Description of problem: Kernel bug with SSM multicast in IPv6. Ordinary userspace application sending to IPv6 SSM range causes kernel BUG at net/core/skbuff.c:104! message and (of course) application terminates. Version-Release number of selected component (if applicable): New to 2.6.6-1.453, and then reproduced in all available FC2 kernels up to 2.6.6-1.453.2.3, reverting to FC2 release kernel (2.6.5) eliminates the crash. How reproducible: 100% reproducible for SSM range only on several machines Steps to Reproduce: 1. Get appropriate FC2 & kernel, enable IPv6 on your primary Ethernet adaptor (eth0) if necessary. 2. Install MAD-FLUTE software from site in bug URL, should build out-of-box on FC2 systems. 3. You will need a test file, "test.file" any small-ish file (say 40kbytes) 3. Run command described below, try both variations flute -S -a:IP6 -m:ff05::beef:6181 -p:4000 -t:2 -F:test.file [does not crash, should tran] flute -S -a:IP6 -m:ff35::beef:6181 -p:4000 -t:2 -F:test.file [crashes, kernel log attached] Additional information: The difference between ff05::beef:6181 and ff35::beef:6181 is that the latter is in the SSM address range reserved by an IETF RFC. It's not clear why the kernel cares about this, it's really of importance only for routers but it seems to make all the difference here. It's possible that MAD-FLUTE itself behaves differently in this case, but I'm not sufficiently familiar with the code to be sure. Testers: You should probably be able to reproduce this bug, and test the fix even without globally routeable IPv6 capability of any kind, just so long as you have an Ethernet LAN.
Created attachment 101596 [details] Crashlog from kernel 2.6.6-1.435.2.3
This is identical to the crash I reported in bug 126021 since the original bug reported there is (apparently) fixed, but this persists.

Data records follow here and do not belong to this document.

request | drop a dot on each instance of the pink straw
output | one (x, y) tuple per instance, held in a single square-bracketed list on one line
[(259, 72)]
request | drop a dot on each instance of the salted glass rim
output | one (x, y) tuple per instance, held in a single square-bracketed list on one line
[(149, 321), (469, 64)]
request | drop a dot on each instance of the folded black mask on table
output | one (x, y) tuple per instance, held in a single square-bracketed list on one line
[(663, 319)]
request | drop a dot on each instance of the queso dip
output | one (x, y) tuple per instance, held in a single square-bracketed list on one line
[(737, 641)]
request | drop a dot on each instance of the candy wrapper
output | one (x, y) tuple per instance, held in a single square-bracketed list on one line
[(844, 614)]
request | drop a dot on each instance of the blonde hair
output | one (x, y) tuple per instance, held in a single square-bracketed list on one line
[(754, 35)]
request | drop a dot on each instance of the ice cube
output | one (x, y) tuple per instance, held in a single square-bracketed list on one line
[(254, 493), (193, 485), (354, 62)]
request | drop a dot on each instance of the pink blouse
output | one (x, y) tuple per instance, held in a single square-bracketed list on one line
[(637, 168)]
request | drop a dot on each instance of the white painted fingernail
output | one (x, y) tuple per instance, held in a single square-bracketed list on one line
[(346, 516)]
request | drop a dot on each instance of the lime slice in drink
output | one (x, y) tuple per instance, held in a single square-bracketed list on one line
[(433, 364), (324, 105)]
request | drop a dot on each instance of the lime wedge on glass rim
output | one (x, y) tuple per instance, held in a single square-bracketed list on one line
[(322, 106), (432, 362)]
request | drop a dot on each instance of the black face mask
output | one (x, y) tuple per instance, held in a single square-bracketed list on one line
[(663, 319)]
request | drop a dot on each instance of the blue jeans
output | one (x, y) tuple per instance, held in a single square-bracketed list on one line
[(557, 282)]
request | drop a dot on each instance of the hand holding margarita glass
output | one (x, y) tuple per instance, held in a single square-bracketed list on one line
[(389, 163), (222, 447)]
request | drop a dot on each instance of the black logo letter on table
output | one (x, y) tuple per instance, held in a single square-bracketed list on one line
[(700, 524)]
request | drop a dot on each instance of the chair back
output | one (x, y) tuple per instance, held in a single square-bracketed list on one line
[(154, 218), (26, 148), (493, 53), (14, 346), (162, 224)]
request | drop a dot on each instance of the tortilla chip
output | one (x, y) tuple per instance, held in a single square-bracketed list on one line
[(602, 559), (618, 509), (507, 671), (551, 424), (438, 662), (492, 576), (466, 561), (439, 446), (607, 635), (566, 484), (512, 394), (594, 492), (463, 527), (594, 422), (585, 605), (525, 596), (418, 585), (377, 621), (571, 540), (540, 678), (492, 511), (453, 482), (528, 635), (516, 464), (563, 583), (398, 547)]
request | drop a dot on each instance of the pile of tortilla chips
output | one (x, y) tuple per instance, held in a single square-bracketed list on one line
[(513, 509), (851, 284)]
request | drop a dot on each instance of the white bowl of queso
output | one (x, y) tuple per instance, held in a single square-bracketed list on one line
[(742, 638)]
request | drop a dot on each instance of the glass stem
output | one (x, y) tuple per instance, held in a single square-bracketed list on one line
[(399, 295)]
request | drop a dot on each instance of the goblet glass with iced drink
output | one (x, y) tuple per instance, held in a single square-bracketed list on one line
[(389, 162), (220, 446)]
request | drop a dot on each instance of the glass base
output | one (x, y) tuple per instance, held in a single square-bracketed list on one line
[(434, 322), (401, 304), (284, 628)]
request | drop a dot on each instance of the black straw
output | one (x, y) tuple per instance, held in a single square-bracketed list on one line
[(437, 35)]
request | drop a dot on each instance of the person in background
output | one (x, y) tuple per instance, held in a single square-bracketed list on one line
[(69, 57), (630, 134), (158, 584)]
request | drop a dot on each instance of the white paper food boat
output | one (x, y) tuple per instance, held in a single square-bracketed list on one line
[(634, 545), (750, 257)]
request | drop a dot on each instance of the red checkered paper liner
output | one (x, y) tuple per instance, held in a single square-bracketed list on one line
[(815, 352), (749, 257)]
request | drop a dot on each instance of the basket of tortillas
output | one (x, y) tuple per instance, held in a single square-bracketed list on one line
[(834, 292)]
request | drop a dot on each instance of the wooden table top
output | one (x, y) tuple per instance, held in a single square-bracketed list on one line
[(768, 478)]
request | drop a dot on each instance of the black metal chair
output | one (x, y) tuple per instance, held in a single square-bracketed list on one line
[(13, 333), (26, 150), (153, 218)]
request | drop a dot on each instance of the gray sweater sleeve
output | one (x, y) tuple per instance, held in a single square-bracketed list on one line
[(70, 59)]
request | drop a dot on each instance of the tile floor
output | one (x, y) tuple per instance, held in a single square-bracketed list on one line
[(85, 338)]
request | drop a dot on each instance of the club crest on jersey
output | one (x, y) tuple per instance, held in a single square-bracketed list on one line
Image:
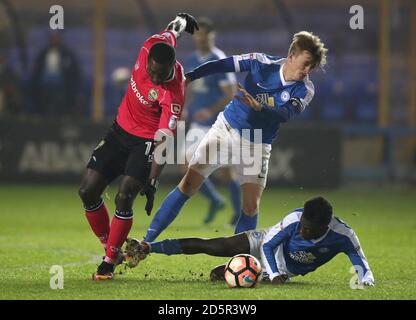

This is definitely fragmentation related. FLUTE works by sending IPv6 UDP packets to a multicast address. It appears that MAD-FLUTE v1.0 sends packets which get fragmented, and that's when the kernel bug is triggered. Limiting the packet size to e.g. 1000 bytes with -l:1000 sidesteps the crash on 2.6.6-1.435.2.3, this is a sufficient workaround for my immediate purpose, but of course that doesn't fix the bug. Is it worth me trying to narrow down the problem, perhaps to a short code segment that can be tested anywhere? I'd be more encouraged if I'd seen any kind of response to this bug in the 11 days since it was filed.
Well, part of this is that I've been away at a networking conference trip all last week. :-) Yes, please try to put together a small test case. When it requires a larger or non-trivial program to be setup, such as flute, it makes it more difficult to work on the bug.
Newly released kernel 2.6.7-1.494.2.2 seems to eliminate the kernel oops or crash/hang seen previously. Thanks. I've been too busy fighting very different but equally annoying bugs in FreeBSD to create a testcase, sorry. The fragmentation itself still happens for default settings on flute, but I will get feedback from core flute developers before deciding whether that's a Linux bug. Presumably you'd prefer to CLOSE this bug as RAWHIDE or whatever the modern equivalent is, and if the frags do turn out to be a kernel bug either we'd re-open it with a lower severity or file a new bug (your choice).